Eine der ältesten Siedlungen auf Andros ist Coakley Town, ebenso am Fresh Creek gelegen wie das Städtchen Andros Town weiter südlich, eine auf Initiative von Dr. Wenner-Gren entstandene Feriensiedlung. In der Nähe des Flugplatzes die Twin Lake Farm, Ansatzpunkt für den Obst-, Gemüse- und Gewürzanbau. Ca. 6 km südlich von Andros Town eine Unterwasserteststation der Atlantic Undersea Testing & Evaluation Company. Etwa 20 km weiter südlich erreicht man das Dorf Behring Point, mit kleinem Hafen. Nördlich von Coakley Town das reizvolle kleine Dorf Love Hill auf dem gleichnamigen Hügel. Einige Kilometer weiter an einem schönen Strand der Ort Staniard Creek. In der Nähe die Androsia Factory, eine bekannte Produktionsstätte für kunstvolle Batikarbeiten.

Die Small Hope Bay (mit Feriensiedlung) wird gern von Tauchern aufgesucht. Im früher als Jagdgebiet geschätzten Norden der Insel San Andros ein erst vor wenigen Jahren von der North Andros Development Company in Angriff genommenes Erschließungsprojekt (u.a. Gemüseanbau), mit Flugplatz und Hotel. An der Ostküste der alte umtriebige Hafen Mastic Point, in dessen Umgebung der spätere englische Premier Chamberlain Sisalplantagen besaß. Etwa 10 km weiter nördlich liegt Nicholl’s Town, ein von Bauern und Fischern geprägtes, farbenfrohes Städtchen. Nordöstlich außerhalb an dem als Morgan“s Bluff bekannten Steilabfall gibt es eine Höhle, die dem Freibeuter Henry Morgan als Stützpunkt gedient haben soll.

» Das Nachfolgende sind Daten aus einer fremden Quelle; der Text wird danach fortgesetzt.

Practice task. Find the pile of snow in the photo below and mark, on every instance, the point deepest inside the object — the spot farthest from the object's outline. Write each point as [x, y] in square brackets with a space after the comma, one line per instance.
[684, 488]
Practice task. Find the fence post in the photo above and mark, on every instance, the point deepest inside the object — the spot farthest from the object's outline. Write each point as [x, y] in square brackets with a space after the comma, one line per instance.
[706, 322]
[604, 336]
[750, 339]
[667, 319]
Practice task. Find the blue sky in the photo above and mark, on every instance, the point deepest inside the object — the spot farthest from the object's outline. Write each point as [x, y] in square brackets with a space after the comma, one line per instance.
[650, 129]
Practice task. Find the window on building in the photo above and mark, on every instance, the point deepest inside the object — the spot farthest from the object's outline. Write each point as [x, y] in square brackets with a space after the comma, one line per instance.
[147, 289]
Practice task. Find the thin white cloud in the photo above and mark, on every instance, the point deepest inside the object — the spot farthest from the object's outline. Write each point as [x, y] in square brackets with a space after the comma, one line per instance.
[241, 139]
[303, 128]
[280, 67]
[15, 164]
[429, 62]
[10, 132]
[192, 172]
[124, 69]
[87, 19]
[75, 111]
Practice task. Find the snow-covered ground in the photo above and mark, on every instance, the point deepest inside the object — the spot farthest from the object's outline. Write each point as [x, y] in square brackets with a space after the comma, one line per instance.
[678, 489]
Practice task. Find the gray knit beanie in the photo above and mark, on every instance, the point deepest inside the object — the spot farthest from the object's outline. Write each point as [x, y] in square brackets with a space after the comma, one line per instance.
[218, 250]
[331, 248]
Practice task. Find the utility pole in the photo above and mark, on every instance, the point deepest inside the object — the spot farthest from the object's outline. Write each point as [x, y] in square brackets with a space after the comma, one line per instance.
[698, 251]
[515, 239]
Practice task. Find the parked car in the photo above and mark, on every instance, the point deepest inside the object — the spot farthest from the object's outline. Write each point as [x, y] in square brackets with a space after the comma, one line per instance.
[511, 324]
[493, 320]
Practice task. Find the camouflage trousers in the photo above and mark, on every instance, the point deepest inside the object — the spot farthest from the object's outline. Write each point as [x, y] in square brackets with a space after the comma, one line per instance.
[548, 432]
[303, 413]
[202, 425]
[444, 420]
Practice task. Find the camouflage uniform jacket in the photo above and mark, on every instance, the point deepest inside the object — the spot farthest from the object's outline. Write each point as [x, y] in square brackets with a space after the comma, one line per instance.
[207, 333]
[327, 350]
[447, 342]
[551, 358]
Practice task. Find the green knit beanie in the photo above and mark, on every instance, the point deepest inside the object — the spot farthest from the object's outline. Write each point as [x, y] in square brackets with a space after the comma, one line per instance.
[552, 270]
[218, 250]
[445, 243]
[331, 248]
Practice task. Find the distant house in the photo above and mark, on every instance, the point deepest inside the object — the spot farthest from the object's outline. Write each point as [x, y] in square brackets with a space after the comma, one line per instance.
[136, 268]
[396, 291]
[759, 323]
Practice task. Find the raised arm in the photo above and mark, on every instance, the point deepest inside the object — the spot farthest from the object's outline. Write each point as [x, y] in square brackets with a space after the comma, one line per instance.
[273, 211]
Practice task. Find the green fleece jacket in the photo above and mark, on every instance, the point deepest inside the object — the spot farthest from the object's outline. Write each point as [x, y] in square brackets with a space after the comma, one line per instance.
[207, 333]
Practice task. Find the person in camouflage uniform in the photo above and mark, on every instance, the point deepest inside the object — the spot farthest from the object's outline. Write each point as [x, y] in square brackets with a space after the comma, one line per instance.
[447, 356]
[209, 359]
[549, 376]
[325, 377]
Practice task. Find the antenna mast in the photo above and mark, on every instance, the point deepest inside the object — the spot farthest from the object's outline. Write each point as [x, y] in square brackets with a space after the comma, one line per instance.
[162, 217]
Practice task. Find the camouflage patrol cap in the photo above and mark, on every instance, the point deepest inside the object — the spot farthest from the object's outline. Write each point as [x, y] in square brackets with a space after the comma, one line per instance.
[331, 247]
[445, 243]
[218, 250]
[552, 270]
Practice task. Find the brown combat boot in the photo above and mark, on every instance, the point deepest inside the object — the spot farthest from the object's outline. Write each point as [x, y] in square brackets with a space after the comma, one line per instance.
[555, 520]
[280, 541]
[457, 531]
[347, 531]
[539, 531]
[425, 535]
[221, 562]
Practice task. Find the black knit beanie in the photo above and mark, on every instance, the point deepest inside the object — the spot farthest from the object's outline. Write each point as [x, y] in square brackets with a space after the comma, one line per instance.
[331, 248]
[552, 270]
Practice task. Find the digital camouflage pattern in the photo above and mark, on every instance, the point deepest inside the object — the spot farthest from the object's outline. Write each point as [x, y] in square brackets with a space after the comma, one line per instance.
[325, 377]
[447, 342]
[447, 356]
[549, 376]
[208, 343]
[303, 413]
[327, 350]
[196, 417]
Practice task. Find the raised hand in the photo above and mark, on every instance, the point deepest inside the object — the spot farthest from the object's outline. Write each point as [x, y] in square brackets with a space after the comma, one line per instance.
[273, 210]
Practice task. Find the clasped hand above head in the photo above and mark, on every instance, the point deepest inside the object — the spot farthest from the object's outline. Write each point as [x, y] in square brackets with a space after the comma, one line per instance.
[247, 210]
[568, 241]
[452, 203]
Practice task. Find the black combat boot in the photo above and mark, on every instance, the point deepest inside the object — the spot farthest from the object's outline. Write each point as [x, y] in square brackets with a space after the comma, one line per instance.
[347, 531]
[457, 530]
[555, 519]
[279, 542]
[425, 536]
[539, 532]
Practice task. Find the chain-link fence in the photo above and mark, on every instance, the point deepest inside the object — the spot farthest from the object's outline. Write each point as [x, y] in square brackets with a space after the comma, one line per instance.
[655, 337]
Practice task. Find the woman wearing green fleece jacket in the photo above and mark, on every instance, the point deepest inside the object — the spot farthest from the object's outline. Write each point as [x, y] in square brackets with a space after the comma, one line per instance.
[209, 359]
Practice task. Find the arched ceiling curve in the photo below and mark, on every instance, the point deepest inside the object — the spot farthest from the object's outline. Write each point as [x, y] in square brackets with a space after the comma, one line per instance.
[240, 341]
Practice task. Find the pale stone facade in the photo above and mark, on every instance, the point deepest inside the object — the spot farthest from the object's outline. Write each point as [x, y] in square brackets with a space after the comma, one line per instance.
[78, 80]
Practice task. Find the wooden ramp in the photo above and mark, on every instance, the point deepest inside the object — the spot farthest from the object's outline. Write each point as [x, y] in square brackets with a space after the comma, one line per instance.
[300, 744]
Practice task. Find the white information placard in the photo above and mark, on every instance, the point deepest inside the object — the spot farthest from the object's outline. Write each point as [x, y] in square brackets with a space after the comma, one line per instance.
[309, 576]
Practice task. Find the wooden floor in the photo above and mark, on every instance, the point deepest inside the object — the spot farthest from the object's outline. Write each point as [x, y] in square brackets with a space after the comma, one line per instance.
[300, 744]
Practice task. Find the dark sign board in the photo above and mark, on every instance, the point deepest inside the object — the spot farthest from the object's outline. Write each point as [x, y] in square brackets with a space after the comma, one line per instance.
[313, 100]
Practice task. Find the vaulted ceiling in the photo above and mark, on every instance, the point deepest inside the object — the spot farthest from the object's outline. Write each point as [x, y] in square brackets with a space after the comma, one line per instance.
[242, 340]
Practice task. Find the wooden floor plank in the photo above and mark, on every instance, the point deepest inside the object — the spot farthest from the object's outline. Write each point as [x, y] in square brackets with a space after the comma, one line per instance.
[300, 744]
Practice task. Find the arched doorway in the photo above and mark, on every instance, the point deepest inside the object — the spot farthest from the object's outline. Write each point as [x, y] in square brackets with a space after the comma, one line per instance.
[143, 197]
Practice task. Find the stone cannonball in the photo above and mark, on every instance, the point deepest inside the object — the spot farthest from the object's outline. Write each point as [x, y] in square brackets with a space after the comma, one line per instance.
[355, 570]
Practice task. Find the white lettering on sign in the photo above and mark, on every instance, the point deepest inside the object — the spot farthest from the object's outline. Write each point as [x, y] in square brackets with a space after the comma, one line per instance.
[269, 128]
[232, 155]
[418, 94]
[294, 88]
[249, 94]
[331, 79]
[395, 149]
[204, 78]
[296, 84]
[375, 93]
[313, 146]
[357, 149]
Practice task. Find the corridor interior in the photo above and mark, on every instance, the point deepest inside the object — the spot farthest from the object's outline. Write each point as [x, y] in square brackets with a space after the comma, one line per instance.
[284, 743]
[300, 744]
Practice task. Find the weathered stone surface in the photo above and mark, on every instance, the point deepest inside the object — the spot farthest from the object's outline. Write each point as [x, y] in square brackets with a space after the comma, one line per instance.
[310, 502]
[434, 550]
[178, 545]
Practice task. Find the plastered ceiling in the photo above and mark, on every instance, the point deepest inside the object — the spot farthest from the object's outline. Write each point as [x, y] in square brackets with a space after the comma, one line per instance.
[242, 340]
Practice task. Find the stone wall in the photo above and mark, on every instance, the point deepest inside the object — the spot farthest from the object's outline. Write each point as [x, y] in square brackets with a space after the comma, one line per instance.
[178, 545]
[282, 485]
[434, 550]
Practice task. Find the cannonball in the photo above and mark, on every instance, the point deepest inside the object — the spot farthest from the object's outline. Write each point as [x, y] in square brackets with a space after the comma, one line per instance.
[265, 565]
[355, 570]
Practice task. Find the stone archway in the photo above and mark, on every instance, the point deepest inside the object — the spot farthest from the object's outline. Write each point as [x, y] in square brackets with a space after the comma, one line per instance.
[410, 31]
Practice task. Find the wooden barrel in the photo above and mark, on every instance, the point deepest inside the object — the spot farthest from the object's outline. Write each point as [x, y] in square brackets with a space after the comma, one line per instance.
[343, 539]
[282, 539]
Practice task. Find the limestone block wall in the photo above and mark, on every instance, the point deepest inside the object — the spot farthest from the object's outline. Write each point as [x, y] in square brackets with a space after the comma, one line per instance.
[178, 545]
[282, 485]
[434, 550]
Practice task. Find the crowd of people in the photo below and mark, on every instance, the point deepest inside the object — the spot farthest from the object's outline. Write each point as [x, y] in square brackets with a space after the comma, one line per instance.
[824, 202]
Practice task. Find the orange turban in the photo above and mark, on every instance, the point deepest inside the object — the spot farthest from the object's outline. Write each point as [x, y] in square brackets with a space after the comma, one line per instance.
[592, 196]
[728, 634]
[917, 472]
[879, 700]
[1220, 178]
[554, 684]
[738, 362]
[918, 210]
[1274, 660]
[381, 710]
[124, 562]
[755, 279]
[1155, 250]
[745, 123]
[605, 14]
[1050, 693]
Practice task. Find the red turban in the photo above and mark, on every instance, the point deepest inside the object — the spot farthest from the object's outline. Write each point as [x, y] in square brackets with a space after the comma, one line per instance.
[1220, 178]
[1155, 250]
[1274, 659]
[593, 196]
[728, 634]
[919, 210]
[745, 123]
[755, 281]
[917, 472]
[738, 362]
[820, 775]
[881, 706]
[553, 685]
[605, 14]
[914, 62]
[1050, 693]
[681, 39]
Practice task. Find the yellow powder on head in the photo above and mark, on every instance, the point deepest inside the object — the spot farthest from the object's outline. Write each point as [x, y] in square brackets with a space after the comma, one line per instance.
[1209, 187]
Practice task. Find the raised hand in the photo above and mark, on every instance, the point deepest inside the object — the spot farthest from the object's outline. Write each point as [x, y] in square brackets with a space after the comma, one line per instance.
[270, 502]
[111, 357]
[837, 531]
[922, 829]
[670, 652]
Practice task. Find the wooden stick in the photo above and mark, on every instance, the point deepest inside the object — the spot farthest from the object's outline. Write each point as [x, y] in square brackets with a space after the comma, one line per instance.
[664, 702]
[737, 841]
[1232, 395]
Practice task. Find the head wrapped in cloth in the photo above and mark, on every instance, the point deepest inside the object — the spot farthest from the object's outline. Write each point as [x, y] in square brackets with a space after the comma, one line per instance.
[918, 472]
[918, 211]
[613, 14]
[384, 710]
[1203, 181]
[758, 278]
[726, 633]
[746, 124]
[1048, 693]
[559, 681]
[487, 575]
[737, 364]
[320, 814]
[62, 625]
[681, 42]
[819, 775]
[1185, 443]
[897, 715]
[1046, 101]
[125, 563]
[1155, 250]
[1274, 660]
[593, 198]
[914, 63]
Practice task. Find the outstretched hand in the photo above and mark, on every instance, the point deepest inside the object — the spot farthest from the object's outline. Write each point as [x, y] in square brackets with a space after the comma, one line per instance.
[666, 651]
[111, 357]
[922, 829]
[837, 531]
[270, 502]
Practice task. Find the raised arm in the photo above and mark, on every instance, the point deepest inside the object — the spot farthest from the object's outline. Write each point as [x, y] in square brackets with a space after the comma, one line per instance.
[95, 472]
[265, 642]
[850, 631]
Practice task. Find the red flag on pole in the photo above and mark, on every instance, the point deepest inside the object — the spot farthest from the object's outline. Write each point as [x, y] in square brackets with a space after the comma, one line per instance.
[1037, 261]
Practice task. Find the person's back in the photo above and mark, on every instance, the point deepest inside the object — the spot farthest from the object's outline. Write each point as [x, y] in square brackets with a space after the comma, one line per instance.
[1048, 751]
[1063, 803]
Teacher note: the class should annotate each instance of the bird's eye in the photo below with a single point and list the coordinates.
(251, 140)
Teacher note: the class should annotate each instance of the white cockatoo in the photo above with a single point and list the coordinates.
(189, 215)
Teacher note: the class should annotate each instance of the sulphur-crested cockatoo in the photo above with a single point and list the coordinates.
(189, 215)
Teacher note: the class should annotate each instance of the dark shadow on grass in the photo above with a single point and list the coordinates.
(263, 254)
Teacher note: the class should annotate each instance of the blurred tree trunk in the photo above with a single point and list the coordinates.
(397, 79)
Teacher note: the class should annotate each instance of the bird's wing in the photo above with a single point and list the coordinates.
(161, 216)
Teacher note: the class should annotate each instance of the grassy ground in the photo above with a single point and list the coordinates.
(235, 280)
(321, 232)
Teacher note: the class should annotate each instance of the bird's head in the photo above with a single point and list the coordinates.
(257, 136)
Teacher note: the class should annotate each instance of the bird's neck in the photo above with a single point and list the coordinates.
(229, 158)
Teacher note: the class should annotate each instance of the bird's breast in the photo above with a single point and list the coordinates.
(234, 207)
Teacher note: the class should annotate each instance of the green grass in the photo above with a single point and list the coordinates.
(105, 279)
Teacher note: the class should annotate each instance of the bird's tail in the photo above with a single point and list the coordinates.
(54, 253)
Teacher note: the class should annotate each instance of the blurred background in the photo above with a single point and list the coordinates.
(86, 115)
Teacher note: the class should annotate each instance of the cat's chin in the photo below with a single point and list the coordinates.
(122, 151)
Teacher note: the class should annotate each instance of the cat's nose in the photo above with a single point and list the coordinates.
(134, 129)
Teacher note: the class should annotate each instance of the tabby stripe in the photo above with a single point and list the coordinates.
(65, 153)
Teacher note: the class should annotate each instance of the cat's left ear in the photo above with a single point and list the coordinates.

Vor der Nordküste erstrecken sich die Joulter’s Cays, die als Vogeljagdgebiet geschätzt sind. Westlich von Nicholl’s Town liegt das Erschließungsgebiet San Andros mit reichem Pinienbestand und vielen hübschen Wasserflächen. Hochinteressant ist die Siedlung Red Bay Village an der Westküste, deren Einwohnerschaft noch teilweise traditionellen Lebensformen anhängt Der von den Meereskanälen besonders zergliederte Mittelteil der Insel gilt als gutes Jagd-, Angel- und Segelrevier. Hervorzuheben sind die Hauptwasserwege North Bight, Middle Bight und South Bight sowie die Inseln Big Wood Cay, Yellow Cay und Mangrove Cay. Auf der letzt genannten Insel befindet sich die Siedlung Moxey Town mit einigen Ferienunterkünften.

In South Andrea ist vor einiger Zeit die modern wirkende Ferienkolonie Congo Town angelegt worden. Diese Siedlung am Drigg’s Hill verfügt über einen eigenen Flugplatz. Die nach Süden führende Erschließungsachse berührt zunächst den kleinen Weiler The Bluffs, danach Long Bay Cays, wo der Seeräuber Edward Teach alias „Blackbeard“ begraben sein soll. Von der Mars Bay am Ende der Straße lohnen Ausflüge zum Cistern Point sowie zu den Curley Cut Gays und den Water Cays, die der Südküste von Andros vorgelagert sind.